Learning particle swarming models from data with Gaussian processes

Interacting particle or agent systems that display a rich variety of swarming behaviours are ubiquitous in science and engineering. A fundamental and challenging goal is to understand the link between individual interaction rules and swarming. In this paper, we study the data-driven discovery of a second-order particle swarming model that describes the evolution of $N$ particles in $\mathbb{R}^d$ under radial interactions. We propose a learning approach that models the latent radial interaction function as Gaussian processes, which can simultaneously fulfill two inference goals: one is the nonparametric inference of {the} interaction function with pointwise uncertainty quantification, and the other one is the inference of unknown scalar parameters in the non-collective friction forces of the system. We formulate the learning problem as a statistical inverse problem and provide a detailed analysis of recoverability conditions, establishing that a coercivity condition is sufficient for recoverability. Given data collected from $M$ i.i.d trajectories with independent Gaussian observational noise, we provide a finite-sample analysis, showing that our posterior mean estimator converges in a Reproducing kernel Hilbert space norm, at an optimal rate in $M$ equal to the one in the classical 1-dimensional Kernel Ridge regression. As a byproduct, we show we can obtain a parametric learning rate in $M$ for the posterior marginal variance using $L^{\infty}$ norm, and the rate could also involve $N$ and $L$ (the number of observation time instances for each trajectory), depending on the condition number of the inverse problem. Numerical results on systems that exhibit different swarming behaviors demonstrate efficient learning of our approach from scarce noisy trajectory data.
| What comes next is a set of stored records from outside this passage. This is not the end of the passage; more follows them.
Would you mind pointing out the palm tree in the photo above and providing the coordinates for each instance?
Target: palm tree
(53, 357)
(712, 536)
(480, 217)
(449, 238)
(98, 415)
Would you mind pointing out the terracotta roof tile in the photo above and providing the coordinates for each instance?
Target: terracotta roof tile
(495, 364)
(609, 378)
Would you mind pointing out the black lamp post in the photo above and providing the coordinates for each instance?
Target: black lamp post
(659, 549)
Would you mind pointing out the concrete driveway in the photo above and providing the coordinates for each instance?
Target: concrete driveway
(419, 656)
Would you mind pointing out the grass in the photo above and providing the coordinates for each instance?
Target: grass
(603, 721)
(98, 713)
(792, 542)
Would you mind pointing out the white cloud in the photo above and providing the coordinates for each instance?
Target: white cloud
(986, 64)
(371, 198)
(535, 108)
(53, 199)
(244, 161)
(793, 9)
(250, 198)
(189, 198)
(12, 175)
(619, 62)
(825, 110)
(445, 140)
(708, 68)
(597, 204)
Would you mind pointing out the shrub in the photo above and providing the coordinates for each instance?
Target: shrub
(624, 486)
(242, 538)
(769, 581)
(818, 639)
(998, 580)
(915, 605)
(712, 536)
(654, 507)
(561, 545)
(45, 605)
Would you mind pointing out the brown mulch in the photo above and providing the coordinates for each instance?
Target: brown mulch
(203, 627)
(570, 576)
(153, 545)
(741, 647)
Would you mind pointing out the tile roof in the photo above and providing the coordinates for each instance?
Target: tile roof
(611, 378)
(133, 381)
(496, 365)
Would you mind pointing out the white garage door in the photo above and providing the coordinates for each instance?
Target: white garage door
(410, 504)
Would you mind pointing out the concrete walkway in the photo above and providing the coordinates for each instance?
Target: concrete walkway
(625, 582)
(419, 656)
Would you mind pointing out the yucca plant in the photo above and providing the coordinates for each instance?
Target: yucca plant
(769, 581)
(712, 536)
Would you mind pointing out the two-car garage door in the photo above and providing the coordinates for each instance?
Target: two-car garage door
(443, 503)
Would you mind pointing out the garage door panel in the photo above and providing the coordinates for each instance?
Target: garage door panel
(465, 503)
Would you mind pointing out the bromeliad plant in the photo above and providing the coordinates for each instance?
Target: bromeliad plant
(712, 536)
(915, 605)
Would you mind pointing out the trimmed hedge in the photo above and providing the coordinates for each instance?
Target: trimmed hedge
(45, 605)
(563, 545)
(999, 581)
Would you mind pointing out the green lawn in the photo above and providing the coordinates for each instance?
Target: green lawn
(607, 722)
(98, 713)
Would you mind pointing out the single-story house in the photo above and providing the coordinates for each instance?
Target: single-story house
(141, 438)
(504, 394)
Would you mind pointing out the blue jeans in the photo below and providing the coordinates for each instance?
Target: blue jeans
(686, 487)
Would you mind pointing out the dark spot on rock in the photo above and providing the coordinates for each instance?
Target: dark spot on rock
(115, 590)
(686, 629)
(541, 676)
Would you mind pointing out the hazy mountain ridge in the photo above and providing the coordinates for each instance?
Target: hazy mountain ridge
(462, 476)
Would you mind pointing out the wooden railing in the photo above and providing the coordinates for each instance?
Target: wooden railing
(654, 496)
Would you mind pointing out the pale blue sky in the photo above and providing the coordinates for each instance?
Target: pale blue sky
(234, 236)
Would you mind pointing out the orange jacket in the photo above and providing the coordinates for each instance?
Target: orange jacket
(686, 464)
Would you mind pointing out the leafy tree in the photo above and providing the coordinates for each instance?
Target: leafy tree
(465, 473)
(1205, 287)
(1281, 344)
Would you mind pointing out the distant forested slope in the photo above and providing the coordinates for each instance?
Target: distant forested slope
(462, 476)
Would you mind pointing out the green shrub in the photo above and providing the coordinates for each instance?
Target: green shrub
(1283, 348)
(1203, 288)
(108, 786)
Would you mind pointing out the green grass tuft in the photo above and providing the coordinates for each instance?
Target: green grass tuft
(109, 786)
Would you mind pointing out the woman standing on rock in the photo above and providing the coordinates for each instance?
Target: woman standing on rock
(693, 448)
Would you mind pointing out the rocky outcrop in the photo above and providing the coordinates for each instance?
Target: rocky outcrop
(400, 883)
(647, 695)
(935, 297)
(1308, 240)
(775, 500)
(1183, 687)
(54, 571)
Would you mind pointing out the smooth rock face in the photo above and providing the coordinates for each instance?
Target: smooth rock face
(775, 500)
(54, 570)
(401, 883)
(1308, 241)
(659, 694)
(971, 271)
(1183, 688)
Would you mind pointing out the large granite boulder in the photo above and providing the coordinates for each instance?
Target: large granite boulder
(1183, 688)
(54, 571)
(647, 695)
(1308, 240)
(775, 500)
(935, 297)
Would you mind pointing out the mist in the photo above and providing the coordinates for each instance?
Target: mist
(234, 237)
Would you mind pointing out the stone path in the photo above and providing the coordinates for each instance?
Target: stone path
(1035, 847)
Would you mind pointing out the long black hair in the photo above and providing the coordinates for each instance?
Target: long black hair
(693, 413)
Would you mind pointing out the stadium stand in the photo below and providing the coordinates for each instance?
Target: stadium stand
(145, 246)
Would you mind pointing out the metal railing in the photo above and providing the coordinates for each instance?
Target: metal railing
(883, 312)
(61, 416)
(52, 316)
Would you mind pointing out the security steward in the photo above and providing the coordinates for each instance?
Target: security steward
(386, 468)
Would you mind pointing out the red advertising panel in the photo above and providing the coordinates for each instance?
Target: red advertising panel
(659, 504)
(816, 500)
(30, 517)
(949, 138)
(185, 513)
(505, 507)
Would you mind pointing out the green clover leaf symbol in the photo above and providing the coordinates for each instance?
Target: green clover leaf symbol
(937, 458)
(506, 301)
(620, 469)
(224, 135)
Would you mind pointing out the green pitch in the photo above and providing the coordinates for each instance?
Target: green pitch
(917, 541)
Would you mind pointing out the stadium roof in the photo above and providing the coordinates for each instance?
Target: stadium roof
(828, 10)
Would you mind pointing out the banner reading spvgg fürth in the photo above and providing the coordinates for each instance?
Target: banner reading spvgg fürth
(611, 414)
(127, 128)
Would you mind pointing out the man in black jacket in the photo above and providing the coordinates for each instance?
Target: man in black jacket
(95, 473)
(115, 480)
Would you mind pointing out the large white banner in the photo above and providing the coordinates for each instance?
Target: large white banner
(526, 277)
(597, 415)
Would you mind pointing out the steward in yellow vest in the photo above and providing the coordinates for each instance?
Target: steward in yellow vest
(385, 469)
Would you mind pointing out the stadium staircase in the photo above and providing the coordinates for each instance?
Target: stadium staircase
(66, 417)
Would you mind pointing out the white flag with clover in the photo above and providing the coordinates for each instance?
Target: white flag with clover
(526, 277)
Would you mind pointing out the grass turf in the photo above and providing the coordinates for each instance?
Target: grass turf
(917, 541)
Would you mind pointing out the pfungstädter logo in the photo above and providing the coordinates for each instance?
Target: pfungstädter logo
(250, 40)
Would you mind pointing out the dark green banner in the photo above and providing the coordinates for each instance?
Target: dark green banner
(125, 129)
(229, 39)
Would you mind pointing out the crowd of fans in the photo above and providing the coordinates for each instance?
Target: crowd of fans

翻译：展示丰富多样群集行为的交互粒子或智能体系统在科学与工程中普遍存在。理解个体交互规则与群集行为之间的关联是一项基础且具有挑战性的目标。本文研究数据驱动的二阶粒子群集模型发现，该模型描述了在径向相互作用下 $\mathbb{R}^d$ 中 $N$ 个粒子的演化过程。我们提出一种学习方法，将潜在径向交互函数建模为高斯过程，可同时实现两个推理目标：一是通过逐点不确定性量化对交互函数进行非参数推断，二是推断系统中非集体摩擦力的未知标量参数。我们将学习问题形式化为统计逆问题，并详细分析可恢复条件，证明强制性条件足以保证可恢复性。给定从 $M$ 条独立同分布轨迹（含独立高斯观测噪声）收集的数据，我们提供有限样本分析，表明我们的后验均值估计量在再生核希尔伯特空间范数下收敛，其关于 $M$ 的最优收敛速率与经典一维核岭回归相同。作为副产品，我们证明可通过 $L^{\infty}$ 范数获得关于 $M$ 的后验边缘方差参数学习速率，且该速率可能涉及 $N$ 和 $L$（每条轨迹的观测时间点数量），具体取决于逆问题的条件数。针对呈现不同群集行为的系统数值结果表明，本方法能从稀疏含噪轨迹数据中实现高效学习。